Hey there good-lookin'

Obviously the aesthetic is about half the fun, and it helps that the AC 427 is so curvy and beautiful that you lose sleep. PGR2's attention to detail in car design really seals the deal for me - the reflections in particular are just stunning, and even change dynamically as you rotate the camera for an action replay-style side-on view as you rush down a straight. The lines and curves in everything north of the SUVs are just car porn - right down to the way the brake lights on a sleek sports car sort of fade off instead of just flashing and the way scenery rolls smoothly off the bonnet of a Ferrari.
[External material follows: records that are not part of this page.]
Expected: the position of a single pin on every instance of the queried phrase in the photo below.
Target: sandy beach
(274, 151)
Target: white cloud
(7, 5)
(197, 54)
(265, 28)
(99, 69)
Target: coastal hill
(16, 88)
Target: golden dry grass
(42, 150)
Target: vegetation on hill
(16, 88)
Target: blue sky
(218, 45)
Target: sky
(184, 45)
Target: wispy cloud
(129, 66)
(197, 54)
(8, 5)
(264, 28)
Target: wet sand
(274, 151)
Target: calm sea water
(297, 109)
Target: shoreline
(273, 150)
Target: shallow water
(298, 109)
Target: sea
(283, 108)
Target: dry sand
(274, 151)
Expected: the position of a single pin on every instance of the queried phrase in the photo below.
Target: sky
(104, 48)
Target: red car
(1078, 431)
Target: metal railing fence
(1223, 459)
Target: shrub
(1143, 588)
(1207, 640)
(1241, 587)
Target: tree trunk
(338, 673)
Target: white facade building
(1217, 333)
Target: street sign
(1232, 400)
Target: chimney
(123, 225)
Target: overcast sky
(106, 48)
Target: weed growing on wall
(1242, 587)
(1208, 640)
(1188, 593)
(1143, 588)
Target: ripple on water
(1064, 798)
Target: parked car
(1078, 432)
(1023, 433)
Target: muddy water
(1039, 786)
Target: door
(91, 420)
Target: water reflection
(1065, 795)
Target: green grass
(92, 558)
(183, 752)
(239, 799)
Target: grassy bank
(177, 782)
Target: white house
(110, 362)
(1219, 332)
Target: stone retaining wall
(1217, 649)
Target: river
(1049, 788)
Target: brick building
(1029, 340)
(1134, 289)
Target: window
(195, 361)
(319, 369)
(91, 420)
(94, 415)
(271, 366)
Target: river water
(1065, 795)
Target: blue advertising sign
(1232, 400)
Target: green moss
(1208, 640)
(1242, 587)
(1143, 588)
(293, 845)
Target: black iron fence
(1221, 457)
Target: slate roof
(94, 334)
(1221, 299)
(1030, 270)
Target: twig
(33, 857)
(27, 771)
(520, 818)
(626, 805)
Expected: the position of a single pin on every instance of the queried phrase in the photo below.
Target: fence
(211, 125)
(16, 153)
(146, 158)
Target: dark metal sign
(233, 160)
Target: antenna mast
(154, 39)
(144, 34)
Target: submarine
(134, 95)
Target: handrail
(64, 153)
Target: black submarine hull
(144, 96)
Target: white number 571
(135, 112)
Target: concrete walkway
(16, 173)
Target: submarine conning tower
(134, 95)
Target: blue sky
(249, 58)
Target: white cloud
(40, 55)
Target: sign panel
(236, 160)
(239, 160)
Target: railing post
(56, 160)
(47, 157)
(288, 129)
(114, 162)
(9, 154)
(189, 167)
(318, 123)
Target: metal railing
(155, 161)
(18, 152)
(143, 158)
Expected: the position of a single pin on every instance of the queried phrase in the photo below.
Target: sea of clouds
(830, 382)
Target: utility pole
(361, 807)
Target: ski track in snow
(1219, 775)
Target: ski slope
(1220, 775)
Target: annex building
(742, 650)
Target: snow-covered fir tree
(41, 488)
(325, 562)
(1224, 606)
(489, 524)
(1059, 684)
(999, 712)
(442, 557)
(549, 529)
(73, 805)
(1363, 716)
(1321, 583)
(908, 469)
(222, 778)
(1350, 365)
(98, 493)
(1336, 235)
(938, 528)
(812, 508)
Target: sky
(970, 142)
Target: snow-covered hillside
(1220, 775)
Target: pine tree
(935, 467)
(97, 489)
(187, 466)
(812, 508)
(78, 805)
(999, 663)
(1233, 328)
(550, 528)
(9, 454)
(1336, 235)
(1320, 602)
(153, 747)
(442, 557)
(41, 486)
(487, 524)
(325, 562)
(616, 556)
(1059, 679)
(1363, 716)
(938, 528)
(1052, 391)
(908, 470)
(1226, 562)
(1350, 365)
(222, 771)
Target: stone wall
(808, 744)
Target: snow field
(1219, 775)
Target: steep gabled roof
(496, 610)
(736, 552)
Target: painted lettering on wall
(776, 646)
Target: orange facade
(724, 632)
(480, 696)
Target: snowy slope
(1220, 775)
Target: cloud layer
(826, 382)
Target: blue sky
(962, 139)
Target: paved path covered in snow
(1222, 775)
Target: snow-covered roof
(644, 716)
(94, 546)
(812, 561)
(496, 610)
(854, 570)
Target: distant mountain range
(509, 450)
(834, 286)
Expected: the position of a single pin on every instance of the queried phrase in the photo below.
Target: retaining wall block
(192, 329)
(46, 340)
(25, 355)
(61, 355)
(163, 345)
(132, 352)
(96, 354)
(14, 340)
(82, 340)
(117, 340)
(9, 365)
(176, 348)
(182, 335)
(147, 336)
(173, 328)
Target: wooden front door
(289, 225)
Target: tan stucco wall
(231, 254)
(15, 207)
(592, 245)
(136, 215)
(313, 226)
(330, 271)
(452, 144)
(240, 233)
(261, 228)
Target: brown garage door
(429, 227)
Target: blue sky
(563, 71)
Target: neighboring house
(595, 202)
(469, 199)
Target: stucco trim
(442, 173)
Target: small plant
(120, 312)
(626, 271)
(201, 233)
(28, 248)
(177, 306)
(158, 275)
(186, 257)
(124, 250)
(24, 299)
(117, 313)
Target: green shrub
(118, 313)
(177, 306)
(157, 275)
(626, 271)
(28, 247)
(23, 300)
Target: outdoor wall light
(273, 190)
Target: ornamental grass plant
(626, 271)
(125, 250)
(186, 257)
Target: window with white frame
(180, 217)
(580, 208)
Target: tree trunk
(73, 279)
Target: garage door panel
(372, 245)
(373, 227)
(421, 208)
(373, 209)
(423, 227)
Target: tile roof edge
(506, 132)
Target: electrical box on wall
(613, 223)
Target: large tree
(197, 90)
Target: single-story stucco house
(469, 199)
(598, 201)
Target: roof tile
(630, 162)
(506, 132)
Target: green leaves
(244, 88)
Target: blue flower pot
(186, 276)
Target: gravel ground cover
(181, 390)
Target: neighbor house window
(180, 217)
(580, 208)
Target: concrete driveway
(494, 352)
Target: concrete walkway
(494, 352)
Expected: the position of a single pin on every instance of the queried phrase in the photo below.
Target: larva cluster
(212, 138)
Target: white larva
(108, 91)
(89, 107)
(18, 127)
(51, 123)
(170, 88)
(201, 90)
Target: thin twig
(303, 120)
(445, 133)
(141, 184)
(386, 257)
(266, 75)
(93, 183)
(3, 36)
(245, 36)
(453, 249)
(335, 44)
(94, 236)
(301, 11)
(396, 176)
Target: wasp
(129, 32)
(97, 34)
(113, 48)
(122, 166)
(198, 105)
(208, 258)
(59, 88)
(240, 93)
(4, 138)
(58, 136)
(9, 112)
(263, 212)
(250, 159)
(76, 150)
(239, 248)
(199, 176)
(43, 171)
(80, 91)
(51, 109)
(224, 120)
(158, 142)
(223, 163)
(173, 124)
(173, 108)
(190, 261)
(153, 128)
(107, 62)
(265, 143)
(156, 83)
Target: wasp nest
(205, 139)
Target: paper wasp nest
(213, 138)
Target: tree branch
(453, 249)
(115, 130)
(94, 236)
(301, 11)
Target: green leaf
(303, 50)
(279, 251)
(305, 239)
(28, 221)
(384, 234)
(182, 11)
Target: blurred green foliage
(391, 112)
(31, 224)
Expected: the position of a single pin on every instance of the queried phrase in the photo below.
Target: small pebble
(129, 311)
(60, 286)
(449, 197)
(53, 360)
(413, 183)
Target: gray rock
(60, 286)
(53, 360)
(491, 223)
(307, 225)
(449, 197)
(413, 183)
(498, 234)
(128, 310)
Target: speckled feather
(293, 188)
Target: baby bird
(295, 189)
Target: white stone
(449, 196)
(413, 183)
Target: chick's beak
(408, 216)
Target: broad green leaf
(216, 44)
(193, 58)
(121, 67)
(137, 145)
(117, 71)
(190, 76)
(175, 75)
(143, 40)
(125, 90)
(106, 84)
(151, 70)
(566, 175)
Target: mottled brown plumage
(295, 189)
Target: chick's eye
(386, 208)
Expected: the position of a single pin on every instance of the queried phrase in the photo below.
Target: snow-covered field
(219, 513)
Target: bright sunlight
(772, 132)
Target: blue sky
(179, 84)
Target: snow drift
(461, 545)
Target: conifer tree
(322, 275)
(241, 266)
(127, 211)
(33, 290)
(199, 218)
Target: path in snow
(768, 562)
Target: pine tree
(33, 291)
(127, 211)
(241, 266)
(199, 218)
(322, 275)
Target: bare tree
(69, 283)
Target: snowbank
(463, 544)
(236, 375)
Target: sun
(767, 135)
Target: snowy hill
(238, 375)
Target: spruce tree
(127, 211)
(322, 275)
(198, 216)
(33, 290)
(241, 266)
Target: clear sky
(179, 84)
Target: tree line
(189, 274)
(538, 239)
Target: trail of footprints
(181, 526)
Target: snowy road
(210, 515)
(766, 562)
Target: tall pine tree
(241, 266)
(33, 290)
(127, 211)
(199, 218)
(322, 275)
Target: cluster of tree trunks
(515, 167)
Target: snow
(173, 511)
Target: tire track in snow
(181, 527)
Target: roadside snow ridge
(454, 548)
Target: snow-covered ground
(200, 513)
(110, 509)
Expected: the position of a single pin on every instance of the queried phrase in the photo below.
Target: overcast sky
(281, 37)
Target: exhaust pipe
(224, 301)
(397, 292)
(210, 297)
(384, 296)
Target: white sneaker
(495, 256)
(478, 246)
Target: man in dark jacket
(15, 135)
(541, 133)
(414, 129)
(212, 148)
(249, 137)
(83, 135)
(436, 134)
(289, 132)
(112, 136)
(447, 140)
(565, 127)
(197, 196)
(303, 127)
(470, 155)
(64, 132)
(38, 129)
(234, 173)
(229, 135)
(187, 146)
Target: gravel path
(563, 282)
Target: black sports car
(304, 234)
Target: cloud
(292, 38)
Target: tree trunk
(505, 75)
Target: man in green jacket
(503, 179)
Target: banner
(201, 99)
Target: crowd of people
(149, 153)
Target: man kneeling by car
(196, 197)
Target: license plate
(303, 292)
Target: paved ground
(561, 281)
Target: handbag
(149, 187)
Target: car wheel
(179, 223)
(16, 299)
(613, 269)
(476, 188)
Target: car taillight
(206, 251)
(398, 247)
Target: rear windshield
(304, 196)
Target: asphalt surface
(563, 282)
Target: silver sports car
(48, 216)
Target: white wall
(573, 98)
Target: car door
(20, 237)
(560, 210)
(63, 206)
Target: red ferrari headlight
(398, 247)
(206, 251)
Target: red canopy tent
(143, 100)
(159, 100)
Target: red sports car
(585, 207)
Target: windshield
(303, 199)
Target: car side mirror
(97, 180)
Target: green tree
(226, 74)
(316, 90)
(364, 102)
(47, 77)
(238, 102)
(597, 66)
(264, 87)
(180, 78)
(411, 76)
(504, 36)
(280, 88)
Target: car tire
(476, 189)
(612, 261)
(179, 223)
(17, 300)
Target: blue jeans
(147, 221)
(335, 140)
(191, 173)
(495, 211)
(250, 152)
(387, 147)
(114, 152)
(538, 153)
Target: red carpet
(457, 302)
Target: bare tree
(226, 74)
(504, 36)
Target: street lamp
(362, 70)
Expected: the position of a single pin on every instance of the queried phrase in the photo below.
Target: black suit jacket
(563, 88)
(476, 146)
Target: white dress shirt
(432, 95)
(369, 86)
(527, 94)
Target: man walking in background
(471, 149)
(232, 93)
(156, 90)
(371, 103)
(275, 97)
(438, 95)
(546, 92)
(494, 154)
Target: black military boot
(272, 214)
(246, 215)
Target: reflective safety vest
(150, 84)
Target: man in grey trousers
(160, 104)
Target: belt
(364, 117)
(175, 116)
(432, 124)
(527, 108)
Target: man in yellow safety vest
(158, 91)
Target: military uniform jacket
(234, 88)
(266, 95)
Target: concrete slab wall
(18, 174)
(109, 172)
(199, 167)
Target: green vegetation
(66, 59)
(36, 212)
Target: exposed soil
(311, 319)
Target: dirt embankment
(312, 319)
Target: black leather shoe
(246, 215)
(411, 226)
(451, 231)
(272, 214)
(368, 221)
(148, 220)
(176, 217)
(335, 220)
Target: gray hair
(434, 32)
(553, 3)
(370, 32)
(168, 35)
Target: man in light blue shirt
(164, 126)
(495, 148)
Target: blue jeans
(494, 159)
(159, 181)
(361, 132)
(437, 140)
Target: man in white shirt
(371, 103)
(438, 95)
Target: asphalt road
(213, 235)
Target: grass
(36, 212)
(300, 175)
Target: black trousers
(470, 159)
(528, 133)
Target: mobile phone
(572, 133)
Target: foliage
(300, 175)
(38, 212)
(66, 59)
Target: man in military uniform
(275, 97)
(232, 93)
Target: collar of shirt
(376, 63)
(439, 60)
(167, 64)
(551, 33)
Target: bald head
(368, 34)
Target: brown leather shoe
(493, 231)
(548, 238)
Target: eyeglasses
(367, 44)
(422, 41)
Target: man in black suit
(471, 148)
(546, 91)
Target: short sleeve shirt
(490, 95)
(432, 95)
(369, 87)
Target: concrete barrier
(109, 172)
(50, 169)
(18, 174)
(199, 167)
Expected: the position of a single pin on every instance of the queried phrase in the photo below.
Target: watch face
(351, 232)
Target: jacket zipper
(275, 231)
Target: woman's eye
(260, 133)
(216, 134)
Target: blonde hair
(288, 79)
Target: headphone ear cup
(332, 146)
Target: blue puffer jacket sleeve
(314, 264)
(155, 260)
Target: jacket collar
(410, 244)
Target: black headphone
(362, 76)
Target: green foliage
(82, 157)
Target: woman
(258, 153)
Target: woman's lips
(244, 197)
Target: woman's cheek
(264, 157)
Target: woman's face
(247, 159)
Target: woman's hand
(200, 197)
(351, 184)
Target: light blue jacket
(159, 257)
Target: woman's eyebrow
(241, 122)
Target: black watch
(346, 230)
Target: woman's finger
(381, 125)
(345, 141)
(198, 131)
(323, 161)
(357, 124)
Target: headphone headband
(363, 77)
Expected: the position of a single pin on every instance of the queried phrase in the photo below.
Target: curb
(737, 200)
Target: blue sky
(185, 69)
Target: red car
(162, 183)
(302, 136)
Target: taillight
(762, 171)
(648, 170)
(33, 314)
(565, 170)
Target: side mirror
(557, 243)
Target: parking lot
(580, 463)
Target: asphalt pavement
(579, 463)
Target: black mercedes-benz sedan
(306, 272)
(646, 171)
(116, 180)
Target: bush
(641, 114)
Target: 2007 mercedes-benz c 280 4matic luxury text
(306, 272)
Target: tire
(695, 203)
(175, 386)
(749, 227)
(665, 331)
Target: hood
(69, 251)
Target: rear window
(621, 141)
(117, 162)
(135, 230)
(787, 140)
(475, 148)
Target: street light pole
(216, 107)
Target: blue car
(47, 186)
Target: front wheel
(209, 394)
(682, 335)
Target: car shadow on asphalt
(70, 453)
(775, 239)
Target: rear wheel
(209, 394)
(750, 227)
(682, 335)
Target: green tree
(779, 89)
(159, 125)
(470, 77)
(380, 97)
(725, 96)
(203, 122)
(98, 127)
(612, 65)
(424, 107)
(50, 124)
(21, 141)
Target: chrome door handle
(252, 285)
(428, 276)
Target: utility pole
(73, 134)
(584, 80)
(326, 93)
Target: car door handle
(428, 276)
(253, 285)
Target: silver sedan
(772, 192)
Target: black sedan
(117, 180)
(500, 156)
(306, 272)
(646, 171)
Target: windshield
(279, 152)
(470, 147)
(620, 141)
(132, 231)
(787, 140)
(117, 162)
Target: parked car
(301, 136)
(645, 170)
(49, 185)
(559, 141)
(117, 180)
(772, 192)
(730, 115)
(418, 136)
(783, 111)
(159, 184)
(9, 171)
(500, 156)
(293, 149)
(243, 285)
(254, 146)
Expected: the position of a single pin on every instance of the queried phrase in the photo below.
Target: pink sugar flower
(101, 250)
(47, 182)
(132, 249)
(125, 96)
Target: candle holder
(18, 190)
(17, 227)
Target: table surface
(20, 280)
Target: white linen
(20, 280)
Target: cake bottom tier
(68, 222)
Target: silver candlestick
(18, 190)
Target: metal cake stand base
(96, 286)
Attention to detail is exemplary throughout - right down to the way you can see the driver shifting in his seat on turns and wrenching the gearstick around. The game has obviously been carved out of a series of new cities and they each throw up different challenges - narrow flyovers here, opposing hairpins there, right-angled turns as roads follow the dirty metallic overhead railways and of course then there's the ridiculous delights of the Nurburgring. Although I've only been to Edinburgh of all the locations in the game, driving along Prince's Street and down some of the old alleys, then up into the hills was just amazingly lifelike - in fact I'd swear one of the routes is pretty close to the tour bus I went on last summer. Trackside detail is amazing of course, dwarfing the efforts of True Crime and The Getaway by emphasising every last detail, and I'm sure if you found the right angle you could even end up staring at the flowery clock.

The lighting is another marvel - we've already touched on the reflections, but there's just something magical about the way the pooled water on the tarmac catches the light, the way headlights cut through the dark, and the spot on realisation of tracks doused in grey skies and rain, which, as an Englishman, I can verify as a thoroughly accurate reflection of the glum weather parked outside my window. It has everything - right down to the way the water is spat back up like you're riding the deathtrap rollercoaster that is the M25 during a thunderstorm.

It's also worth noting that the decision to lock the game at 30fps seems to have paid dividends for the, er, capped crusader [I thought I vetoed that pun? -Ed]. The slowdown evident in our preview builds seems to have been eradicated, and as such it honestly didn't occur to me for several hours that this arguably wasn't running at full pelt.

Finishing post

With the end in sight, PGR2 feels like a success. As the sequel to one of the finest games of 2002 (and one of the best console launch titles ever made), it was always going to struggle to please everybody, and although it arguably does please everybody some of the time, it will be beaten down in some areas for failing to please some folks all of the time. But although there is still room for improvement on the AI front (and I still won't be rushing out to buy the CD sountrack), this is a vast challenge, the best reason to subscribe to Xbox Live bar none, and, if you give it a chance, it still hooks in you faster than a fishing rod mounted on an Enzo Ferrari. PGR may be better in some senses, but any racing fan who doesn't buy this one is beyond redemption.